As "Emendas Pix" têm sido objeto de discussão no STF, especialmente nas Ações Diretas de Inconstitucionalidade (ADIs) 7688, 7695 e 7697, sob relatoria do ministro Flávio Dino, que podem afetar a operacionalização dessa modalidade nos estados que a adotam.
Diferentemente de outros estados, Goiás não prevê emendas parlamentares coletivas ou de bancada. Estados como Minas Gerais, Amazonas e Santa Catarina adotaram essa modalidade, que permite a destinação conjunta de recursos por grupos de parlamentares, seguindo parâmetros similares aos da Constituição Federal.
Transparência
O estudo destaca que Goiás disponibiliza de forma transparente as informações sobre suas emendas parlamentares impositivas, tanto na Lei Orçamentária Anual quanto em seus portais de transparência. Esta prática contrasta com outros entes federados, como Pará, Belém, Teresina e Boa Vista, onde foi necessário estimar valores com base nos percentuais previstos na legislação e dados da Receita Corrente Líquida.

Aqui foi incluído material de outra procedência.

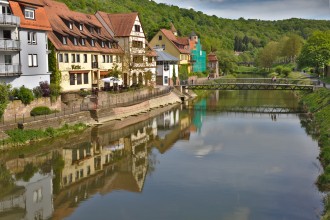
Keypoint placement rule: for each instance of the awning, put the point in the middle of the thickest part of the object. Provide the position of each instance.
(78, 71)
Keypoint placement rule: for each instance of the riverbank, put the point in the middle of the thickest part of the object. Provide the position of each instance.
(318, 104)
(56, 127)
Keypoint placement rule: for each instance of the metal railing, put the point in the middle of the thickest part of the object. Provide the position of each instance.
(9, 44)
(12, 20)
(10, 70)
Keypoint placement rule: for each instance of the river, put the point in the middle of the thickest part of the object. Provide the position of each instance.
(229, 155)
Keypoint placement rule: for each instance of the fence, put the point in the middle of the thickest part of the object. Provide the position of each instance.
(114, 102)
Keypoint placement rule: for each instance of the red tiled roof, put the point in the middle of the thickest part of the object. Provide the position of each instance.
(39, 23)
(120, 24)
(177, 41)
(60, 15)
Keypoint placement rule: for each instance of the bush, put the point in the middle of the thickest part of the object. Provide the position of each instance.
(40, 110)
(25, 95)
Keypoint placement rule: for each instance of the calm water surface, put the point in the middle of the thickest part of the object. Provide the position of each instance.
(232, 155)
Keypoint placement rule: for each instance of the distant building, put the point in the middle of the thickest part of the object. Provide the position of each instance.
(198, 56)
(139, 58)
(213, 65)
(10, 68)
(167, 68)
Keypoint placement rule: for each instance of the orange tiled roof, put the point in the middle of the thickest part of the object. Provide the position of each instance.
(120, 24)
(60, 16)
(39, 23)
(177, 41)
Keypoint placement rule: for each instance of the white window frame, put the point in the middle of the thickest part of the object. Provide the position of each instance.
(29, 13)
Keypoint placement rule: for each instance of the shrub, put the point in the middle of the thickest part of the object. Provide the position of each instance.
(286, 71)
(25, 95)
(45, 88)
(40, 110)
(37, 92)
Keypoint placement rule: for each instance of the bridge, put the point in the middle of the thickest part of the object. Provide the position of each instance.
(252, 84)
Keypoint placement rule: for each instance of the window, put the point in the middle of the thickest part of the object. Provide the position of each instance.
(79, 79)
(6, 34)
(66, 58)
(29, 13)
(60, 58)
(8, 60)
(166, 66)
(138, 59)
(32, 38)
(85, 78)
(137, 28)
(33, 60)
(72, 79)
(137, 44)
(166, 80)
(73, 58)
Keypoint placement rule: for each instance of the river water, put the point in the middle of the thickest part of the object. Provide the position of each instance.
(230, 155)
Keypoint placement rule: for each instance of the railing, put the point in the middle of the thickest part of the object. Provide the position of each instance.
(9, 44)
(12, 20)
(10, 70)
(116, 102)
(95, 65)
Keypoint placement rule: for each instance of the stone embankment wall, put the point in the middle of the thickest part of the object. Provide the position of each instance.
(16, 109)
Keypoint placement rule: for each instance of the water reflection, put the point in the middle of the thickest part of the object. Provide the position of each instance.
(118, 156)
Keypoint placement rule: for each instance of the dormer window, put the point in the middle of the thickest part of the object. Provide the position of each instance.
(137, 28)
(29, 13)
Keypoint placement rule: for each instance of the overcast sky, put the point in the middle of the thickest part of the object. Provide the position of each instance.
(258, 9)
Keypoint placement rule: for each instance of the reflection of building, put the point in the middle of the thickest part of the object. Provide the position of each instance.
(34, 202)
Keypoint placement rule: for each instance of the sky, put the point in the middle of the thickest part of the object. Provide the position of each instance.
(258, 9)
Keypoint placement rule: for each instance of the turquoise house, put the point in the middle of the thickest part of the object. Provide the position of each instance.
(198, 56)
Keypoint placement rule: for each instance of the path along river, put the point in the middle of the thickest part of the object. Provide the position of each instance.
(231, 155)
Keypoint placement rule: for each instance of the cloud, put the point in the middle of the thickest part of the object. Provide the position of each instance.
(259, 9)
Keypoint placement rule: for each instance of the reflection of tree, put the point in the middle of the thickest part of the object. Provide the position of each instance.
(27, 173)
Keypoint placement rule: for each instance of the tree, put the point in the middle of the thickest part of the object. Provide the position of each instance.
(316, 51)
(268, 55)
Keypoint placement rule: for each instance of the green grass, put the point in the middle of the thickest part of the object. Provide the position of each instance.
(19, 136)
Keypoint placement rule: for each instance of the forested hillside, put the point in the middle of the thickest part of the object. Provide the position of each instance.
(217, 33)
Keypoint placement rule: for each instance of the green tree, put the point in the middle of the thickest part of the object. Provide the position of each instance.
(316, 51)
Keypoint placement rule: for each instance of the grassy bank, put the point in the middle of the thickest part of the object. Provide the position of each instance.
(318, 103)
(21, 137)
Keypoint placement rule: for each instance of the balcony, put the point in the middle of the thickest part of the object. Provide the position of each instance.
(10, 70)
(9, 45)
(9, 20)
(95, 65)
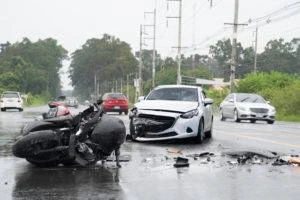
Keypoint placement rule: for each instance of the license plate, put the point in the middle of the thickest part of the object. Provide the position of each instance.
(259, 115)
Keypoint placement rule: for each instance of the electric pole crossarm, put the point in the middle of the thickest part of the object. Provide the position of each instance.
(152, 38)
(179, 17)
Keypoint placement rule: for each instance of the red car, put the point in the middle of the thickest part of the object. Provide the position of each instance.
(115, 102)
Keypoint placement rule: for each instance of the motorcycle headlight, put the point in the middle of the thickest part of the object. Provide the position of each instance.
(189, 114)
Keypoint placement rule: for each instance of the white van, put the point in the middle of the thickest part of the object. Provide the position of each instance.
(11, 100)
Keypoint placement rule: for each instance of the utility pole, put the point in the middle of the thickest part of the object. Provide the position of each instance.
(127, 87)
(153, 38)
(255, 54)
(233, 53)
(234, 39)
(193, 36)
(154, 51)
(139, 86)
(179, 41)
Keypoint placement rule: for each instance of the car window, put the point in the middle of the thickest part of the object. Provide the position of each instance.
(10, 95)
(249, 98)
(116, 96)
(175, 94)
(229, 97)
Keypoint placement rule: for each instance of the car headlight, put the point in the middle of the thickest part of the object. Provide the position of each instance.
(243, 108)
(189, 114)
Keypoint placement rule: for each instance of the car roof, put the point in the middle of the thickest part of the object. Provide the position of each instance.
(178, 86)
(10, 92)
(245, 93)
(114, 93)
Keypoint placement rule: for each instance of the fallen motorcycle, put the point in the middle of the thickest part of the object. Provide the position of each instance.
(83, 139)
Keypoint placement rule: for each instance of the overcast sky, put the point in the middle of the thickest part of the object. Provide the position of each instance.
(72, 22)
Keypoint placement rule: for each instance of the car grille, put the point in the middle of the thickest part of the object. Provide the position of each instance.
(259, 110)
(147, 135)
(164, 122)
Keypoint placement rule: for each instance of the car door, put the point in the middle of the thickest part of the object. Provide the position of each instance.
(207, 112)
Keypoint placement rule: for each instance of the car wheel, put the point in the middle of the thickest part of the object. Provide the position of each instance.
(236, 116)
(132, 131)
(208, 134)
(222, 116)
(200, 136)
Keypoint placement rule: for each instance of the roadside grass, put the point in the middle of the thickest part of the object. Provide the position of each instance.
(289, 118)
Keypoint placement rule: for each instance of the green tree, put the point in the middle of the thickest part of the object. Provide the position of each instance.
(280, 56)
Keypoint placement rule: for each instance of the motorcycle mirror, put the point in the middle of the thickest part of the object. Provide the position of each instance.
(99, 101)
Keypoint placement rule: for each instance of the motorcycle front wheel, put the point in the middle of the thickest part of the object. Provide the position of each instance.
(40, 148)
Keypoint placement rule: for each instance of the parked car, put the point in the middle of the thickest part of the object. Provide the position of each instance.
(246, 106)
(172, 112)
(11, 100)
(71, 102)
(115, 102)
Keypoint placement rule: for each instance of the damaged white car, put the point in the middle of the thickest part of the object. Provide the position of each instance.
(172, 112)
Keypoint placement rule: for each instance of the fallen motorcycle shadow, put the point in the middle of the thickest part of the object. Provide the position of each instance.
(94, 182)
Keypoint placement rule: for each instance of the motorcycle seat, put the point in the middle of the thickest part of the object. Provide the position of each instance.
(60, 120)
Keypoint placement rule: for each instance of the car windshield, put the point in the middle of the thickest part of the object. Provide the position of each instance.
(10, 95)
(249, 98)
(174, 94)
(116, 96)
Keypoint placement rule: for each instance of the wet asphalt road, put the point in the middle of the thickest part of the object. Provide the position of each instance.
(150, 173)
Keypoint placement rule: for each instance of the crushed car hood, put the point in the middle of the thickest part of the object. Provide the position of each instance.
(163, 105)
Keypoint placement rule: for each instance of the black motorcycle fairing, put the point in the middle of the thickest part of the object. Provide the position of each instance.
(109, 133)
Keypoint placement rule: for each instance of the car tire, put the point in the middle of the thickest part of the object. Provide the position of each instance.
(200, 135)
(236, 116)
(222, 116)
(208, 134)
(131, 131)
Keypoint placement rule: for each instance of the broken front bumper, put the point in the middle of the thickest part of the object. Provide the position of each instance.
(161, 127)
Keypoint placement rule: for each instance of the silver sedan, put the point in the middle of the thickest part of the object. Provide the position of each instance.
(245, 106)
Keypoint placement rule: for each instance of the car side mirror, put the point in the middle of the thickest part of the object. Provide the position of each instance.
(141, 98)
(207, 101)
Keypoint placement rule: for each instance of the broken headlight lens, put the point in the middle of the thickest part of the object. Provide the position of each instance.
(189, 114)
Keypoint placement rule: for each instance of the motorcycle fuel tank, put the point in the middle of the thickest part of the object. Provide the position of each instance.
(109, 133)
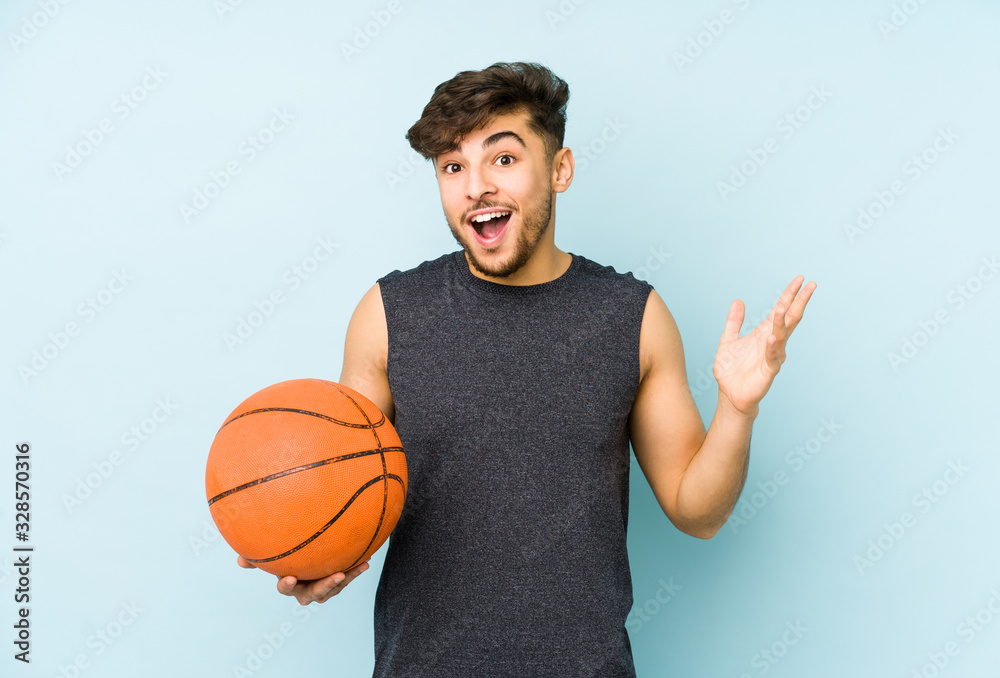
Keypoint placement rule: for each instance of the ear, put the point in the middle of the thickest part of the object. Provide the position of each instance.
(563, 165)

A transparência na divulgação dos valores das emendas parlamentares é fundamental para o controle social e acompanhamento da execução orçamentária pelos cidadãos, permitindo maior fiscalização sobre a aplicação dos recursos públicos destinados através dessas programações.
Desafios
O estudo aponta que a adoção de emendas parlamentares impositivas em âmbito estadual e municipal ainda se apresenta como tema cercado de controvérsias jurídicas e institucionais. Permanecem em aberto questões relevantes sobre os montantes que podem ser fixados nas respectivas leis orçamentárias, especialmente diante da ausência de consenso sobre a aplicação de percentuais estabelecidos na Constituição Federal aos legislativos estaduais e municipais.
O recente julgamento da ADI 7493 evidencia que a matéria continua em evolução interpretativa, o que mantém o debate aberto quanto à definição de limites adequados para estados e municípios. Para Goiás, que atualmente adota o percentual de 1,2% da RCL, a decisão do STF que estabeleceu 1,55% como limite pode exigir adequações futuras na legislação estadual.
A diversidade de parâmetros utilizados pelos diferentes entes federados - variando de 0,0041% até 2% da RCL - e o uso de bases de cálculo distintas da Receita Corrente Líquida em alguns casos podem ser alvo de questionamentos jurídicos, tendo em vista que a dissonância em relação ao padrão federal poderia ser caracterizada como violação ao princípio da simetria constitucional.
Perspectivas
Com mais de R$ 11 bilhões destinados às emendas parlamentares impositivas em estados e capitais brasileiras, o instrumento se consolida como importante mecanismo de participação do Poder Legislativo na definição de prioridades orçamentárias locais. Em Goiás, os R$ 531,6 milhões estaduais somados aos R$ 176,1 milhões de Goiânia representam recursos significativos para investimentos e políticas públicas.
O cenário aponta para a necessidade de maior uniformização das regras aplicáveis às emendas parlamentares impositivas nos entes subnacionais, respeitando-se o princípio da simetria constitucional e as decisões do STF. A evolução jurisprudencial indica que ajustes podem ser necessários nas legislações locais para adequação plena aos parâmetros constitucionais federais.
Para Goiás, a consolidação do instrumento das emendas parlamentares impositivas representa oportunidade de fortalecimento da participação legislativa no processo orçamentário, desde que mantida estrita observância às normas constitucionais e à jurisprudência do Supremo Tribunal Federal, garantindo segurança jurídica e efetividade na aplicação dos recursos públicos destinados através dessas programações orçamentárias.